I gave a try to the new series Galavant, and despite a shaky pilot, fell in love with it in the second episode. It's hilarious, outrageous, and the characters, even the bad guys, are all loveable. I already ship Isabella and Galavant, and I can't wait to see what happens.

In other new shows I started watching the intriguing Eye Candy and I'm already hooked. The premise is interesting, the acting and emotions are excellent, and I can feel for the main character. I was incredibly sad they killed off Ben, though, since he was so sweet and I loved Lindy and he together. But I'm starting to love Tommy and even ship Lindy and he.

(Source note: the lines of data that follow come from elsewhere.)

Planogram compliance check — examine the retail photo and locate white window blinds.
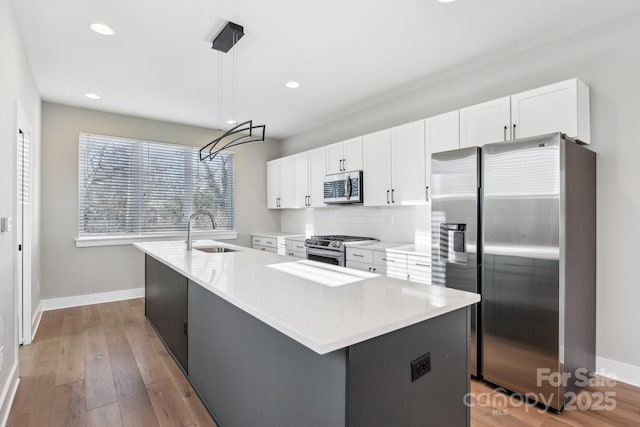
[78,133,235,237]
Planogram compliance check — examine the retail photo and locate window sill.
[76,231,238,248]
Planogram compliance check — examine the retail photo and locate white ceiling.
[13,0,640,138]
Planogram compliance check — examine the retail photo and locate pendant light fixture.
[200,22,266,160]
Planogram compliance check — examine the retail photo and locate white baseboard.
[31,300,42,342]
[0,363,20,426]
[40,288,144,311]
[596,356,640,387]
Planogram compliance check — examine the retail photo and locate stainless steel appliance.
[324,171,364,204]
[432,133,596,410]
[431,147,481,377]
[482,133,596,410]
[304,235,377,267]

I also discovered the new series 12 Monkeys and I'm in love with it: a sci-fi show with an actual science basis, bound by laws that make sense for a refreshing change. Cole is a likeable and tragic protagonist, with shades of grey - I teared up during the scene where he says how much he wants forgiveness - and I already ship him with Cassandra. My favorite character, however, is Ramse, whose goodness shines through the dark future and friendship with Cole keeps me interested in learning about their pasts. I love the concept, too, and the jumping between time periods.